I can't tell where you live. If you live in the states and it's a native plant, it'd be Cyp. parviflorum of either parviflorum or pubesens variety. If you live in Europe and it's a native plant, it'd be Cyp. calceolus. It's a very lovely plant!! Great growing


----------



## PaphMadMan (May 24, 2010)

Assuming you are in North America a wild plant would no longer be considered Cyp. calceolus, a species from Eurasia. Cyp. parviflorum and Cyp. pubescens can either be considered individual species or as varieties of Cyp. parviflorum, but not varieties of calceolus. Since the most easily observed difference between pubescens and parviflorum is size, which you didn't mention, I won't guess which you have, but it is one or the other.


----------



## Kevin (May 24, 2010)

I'll guess - it looks like the large yellow (_Cyp. parviflorum var. pubecens_). The small yellows in North America and the calceolus in Europe look similar to each other, but they do look different from the large yellow. It can get quite confusing, since there may be hybrids, but to me, your plant has the look of the large yellow.
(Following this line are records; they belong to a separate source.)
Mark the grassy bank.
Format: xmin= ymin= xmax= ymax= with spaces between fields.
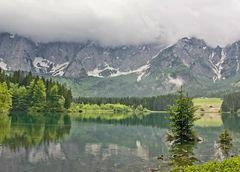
xmin=69 ymin=103 xmax=132 ymax=113
xmin=193 ymin=98 xmax=223 ymax=127
xmin=69 ymin=103 xmax=150 ymax=115
xmin=193 ymin=98 xmax=223 ymax=113
xmin=173 ymin=156 xmax=240 ymax=172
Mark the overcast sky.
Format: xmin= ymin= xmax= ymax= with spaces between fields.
xmin=0 ymin=0 xmax=240 ymax=46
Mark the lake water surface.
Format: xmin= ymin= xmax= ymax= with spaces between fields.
xmin=0 ymin=113 xmax=239 ymax=172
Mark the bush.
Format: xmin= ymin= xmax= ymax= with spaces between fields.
xmin=173 ymin=156 xmax=240 ymax=172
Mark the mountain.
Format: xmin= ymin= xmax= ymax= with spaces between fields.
xmin=1 ymin=32 xmax=240 ymax=97
xmin=0 ymin=32 xmax=162 ymax=78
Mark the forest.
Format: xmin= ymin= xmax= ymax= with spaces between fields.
xmin=75 ymin=94 xmax=177 ymax=111
xmin=0 ymin=69 xmax=72 ymax=113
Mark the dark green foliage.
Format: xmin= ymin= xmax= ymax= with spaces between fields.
xmin=222 ymin=91 xmax=240 ymax=112
xmin=75 ymin=94 xmax=176 ymax=111
xmin=0 ymin=69 xmax=73 ymax=112
xmin=47 ymin=84 xmax=65 ymax=112
xmin=168 ymin=89 xmax=199 ymax=143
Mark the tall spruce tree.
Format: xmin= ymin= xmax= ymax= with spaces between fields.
xmin=28 ymin=79 xmax=46 ymax=112
xmin=168 ymin=89 xmax=198 ymax=143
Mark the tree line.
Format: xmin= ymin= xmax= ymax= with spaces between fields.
xmin=0 ymin=69 xmax=72 ymax=113
xmin=75 ymin=94 xmax=177 ymax=111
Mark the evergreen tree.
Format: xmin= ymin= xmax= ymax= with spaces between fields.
xmin=28 ymin=80 xmax=46 ymax=112
xmin=47 ymin=84 xmax=65 ymax=112
xmin=0 ymin=82 xmax=12 ymax=113
xmin=167 ymin=89 xmax=198 ymax=143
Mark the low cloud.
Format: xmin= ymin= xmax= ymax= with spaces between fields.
xmin=0 ymin=0 xmax=240 ymax=46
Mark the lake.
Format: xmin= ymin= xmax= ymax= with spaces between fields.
xmin=0 ymin=112 xmax=239 ymax=172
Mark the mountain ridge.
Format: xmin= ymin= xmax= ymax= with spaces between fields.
xmin=1 ymin=32 xmax=240 ymax=97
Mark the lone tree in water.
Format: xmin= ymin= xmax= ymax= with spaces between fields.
xmin=167 ymin=89 xmax=198 ymax=143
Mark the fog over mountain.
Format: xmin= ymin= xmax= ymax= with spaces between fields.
xmin=1 ymin=0 xmax=240 ymax=46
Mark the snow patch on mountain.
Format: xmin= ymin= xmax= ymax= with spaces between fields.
xmin=87 ymin=63 xmax=150 ymax=80
xmin=0 ymin=58 xmax=7 ymax=70
xmin=33 ymin=57 xmax=69 ymax=76
xmin=87 ymin=63 xmax=115 ymax=78
xmin=136 ymin=64 xmax=150 ymax=82
xmin=209 ymin=50 xmax=226 ymax=82
xmin=87 ymin=68 xmax=105 ymax=78
xmin=111 ymin=64 xmax=150 ymax=77
xmin=33 ymin=57 xmax=53 ymax=70
xmin=50 ymin=62 xmax=69 ymax=76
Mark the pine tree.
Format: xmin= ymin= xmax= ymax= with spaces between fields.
xmin=167 ymin=89 xmax=198 ymax=143
xmin=47 ymin=84 xmax=65 ymax=112
xmin=28 ymin=79 xmax=46 ymax=112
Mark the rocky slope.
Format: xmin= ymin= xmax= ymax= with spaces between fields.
xmin=0 ymin=32 xmax=162 ymax=78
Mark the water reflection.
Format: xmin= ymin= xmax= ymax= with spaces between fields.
xmin=168 ymin=142 xmax=198 ymax=168
xmin=75 ymin=113 xmax=170 ymax=128
xmin=222 ymin=113 xmax=240 ymax=133
xmin=0 ymin=113 xmax=71 ymax=151
xmin=165 ymin=113 xmax=239 ymax=170
xmin=0 ymin=112 xmax=240 ymax=172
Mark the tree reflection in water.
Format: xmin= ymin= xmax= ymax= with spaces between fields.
xmin=0 ymin=112 xmax=71 ymax=151
xmin=168 ymin=142 xmax=198 ymax=168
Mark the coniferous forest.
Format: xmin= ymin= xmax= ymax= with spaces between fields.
xmin=0 ymin=69 xmax=72 ymax=113
xmin=75 ymin=94 xmax=177 ymax=111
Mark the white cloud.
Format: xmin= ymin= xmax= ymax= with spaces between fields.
xmin=0 ymin=0 xmax=240 ymax=46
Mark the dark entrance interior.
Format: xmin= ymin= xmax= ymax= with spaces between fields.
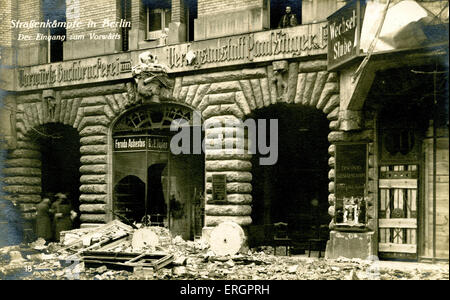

Where is your backyard?


----------



## potter (May 24, 2010)

I'm in Minnesota, the lateral sepals are 2 3/4" each and the dorsal sepal is about 2 1/2" tall by 3/4" wide.


----------



## NYEric (May 24, 2010)

"..in my backyard.."!


----------



## PaphMadMan (May 24, 2010)

potter said:


> I'm in Minnesota, the lateral sepals are 2 3/4" each and the dorsal sepal is about 2 1/2" tall by 3/4" wide.



Based on the size and location probably Cyp parviflorum var. pubescens then. The lateral structures are petals BTW, not sepals.


----------



## potter (May 24, 2010)

oops..


----------